The next logical question you might have is :

Why do we need to create sequences from iterators? How is the seq abstraction different from the iterator abstraction in java ?

The Iterable interface is not quite as abstract as Clojure's ISeq. For example, consider Strings. Clearly, strings are sequential. Yet, they are not iterable in Java. The same goes for arrays.

From the clojure website :

"seq works on Java reference arrays, Iterables and Strings. Since much of the rest of the library is built upon these functions, there is great support for using Java objects in Clojure algorithms."

Thus, the purpose of your iterator-seq is to "wrap" your iterator object into a sequence abstraction which will be able to leverage all of clojures functional goodies.

Defining the role of iterator-seq

From http://clojure.org/sequences :

"The seq function yields an implementation of ISeq appropriate to the collection."

In your case, we can say that :

"The iterator-seq function yields an implementation of ISeq for your getIndexWordsIterator".

Finally : How can I iterate a seq ?

This question needs to be answered carefully, given the context.

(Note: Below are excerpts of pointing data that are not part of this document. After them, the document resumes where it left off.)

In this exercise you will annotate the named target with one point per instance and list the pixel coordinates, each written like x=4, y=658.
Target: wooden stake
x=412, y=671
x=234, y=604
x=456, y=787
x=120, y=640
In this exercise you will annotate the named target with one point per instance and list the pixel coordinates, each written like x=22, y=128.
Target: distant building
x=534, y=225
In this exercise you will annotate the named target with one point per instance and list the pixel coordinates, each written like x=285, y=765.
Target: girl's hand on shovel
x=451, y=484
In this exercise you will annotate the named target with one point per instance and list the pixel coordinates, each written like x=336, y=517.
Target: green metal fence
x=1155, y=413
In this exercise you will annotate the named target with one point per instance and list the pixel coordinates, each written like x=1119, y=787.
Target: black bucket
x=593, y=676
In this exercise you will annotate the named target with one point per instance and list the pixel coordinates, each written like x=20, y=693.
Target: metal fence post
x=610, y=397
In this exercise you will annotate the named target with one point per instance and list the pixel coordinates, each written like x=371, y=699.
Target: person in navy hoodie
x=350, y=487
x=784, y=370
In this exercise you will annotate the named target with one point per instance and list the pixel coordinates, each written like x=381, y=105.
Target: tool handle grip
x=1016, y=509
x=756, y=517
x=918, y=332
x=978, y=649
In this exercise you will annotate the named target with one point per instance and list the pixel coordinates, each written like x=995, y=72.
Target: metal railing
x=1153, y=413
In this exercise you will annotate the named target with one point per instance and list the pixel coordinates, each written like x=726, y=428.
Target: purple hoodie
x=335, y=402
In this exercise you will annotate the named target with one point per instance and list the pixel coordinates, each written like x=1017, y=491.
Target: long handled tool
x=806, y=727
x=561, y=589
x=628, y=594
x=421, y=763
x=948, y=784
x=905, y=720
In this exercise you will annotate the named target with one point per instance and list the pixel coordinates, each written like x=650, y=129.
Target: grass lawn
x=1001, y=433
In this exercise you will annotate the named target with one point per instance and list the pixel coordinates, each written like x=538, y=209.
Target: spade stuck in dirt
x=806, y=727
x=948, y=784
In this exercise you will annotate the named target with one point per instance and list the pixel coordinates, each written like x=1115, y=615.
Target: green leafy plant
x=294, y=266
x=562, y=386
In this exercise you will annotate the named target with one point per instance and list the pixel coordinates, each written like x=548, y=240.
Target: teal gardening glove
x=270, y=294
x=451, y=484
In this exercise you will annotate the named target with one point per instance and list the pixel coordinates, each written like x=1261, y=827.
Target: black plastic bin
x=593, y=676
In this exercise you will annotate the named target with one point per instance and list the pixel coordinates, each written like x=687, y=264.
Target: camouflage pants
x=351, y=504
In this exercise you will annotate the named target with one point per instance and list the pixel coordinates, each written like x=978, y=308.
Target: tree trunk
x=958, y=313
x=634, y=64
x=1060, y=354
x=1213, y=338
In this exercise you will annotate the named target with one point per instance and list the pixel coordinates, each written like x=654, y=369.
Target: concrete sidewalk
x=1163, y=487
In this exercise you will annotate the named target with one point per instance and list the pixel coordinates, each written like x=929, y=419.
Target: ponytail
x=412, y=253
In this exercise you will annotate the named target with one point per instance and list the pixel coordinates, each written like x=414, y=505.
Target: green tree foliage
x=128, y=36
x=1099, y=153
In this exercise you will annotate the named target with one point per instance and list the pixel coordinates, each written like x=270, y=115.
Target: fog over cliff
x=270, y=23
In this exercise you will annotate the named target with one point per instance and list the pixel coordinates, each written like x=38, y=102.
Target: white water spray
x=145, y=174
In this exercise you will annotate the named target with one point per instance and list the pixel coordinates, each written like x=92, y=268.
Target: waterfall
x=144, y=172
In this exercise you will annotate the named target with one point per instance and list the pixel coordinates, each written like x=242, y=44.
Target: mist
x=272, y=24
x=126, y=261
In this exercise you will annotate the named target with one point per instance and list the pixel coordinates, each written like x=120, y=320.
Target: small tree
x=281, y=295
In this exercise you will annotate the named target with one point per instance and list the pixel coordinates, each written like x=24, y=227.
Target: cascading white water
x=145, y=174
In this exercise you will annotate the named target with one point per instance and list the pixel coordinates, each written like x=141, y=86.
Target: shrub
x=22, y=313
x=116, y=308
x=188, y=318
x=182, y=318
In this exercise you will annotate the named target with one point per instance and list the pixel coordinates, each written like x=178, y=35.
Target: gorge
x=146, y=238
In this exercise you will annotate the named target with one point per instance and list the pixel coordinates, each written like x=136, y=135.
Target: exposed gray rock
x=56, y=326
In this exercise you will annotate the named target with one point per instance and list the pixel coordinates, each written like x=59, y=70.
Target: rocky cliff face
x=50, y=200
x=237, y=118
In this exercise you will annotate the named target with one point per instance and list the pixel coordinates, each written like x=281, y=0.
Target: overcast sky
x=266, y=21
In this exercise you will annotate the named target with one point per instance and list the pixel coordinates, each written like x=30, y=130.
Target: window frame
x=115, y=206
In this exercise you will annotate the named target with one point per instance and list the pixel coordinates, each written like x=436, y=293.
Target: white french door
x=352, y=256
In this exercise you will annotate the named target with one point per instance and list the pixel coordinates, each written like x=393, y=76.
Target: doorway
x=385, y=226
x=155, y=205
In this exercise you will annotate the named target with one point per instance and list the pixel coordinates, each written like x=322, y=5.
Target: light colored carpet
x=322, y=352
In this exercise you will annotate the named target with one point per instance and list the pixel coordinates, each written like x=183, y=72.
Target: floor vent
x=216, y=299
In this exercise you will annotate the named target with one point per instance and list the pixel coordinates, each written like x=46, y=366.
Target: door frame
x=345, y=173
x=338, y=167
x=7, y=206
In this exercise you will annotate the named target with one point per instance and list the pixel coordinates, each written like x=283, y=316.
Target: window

Iteration is certainly possible - but is not a primary concern in clojure, and it might not really be what you are after. Since iterator-seq has already created a SEQ for us, now we can probably use that seq using one of Clojure's functional operators (i.e. in a list comprehension, a map function, etc...). This obviates the need for manual iteration.

For example, often, we iterate through a list to find a value. In clojure, we can find a value by using the filter function:

user=> (filter #(= \A %) (seq "ABCD"))   
(\A)

Rather than filtering, maybe we want to apply a function to several objects via iteration through each one, storing the results in a new collection. Again, this need-not be done via explicit iteration in Clojure :

user=> (map #(.hashCode %) (seq "ABCZ")) 
(65 66 67 90)

Finally, if you REALLY need to iterate manually through your collection , you can use the Loop-recur construct to manually, tail-recursively traverse your sequence, one element at a time : http://clojure.org/functional_programming#Functional%20Programming--Recursive%20Looping. Or you can use standard recursive calls.

2
votes

You actually have to call your function. At the moment pass in the function parts-of-speech to index-words.

(defn parts-of-speech
  []
  (.values POS))

(defn index-words
  [pos]
  (iterator-seq (.getIndexWordIterator dict pos)))

(-> (parts-of-speech) index-words println)

Note the parens around parts-of-speech. Also note that the interop syntax you use is quite ancient.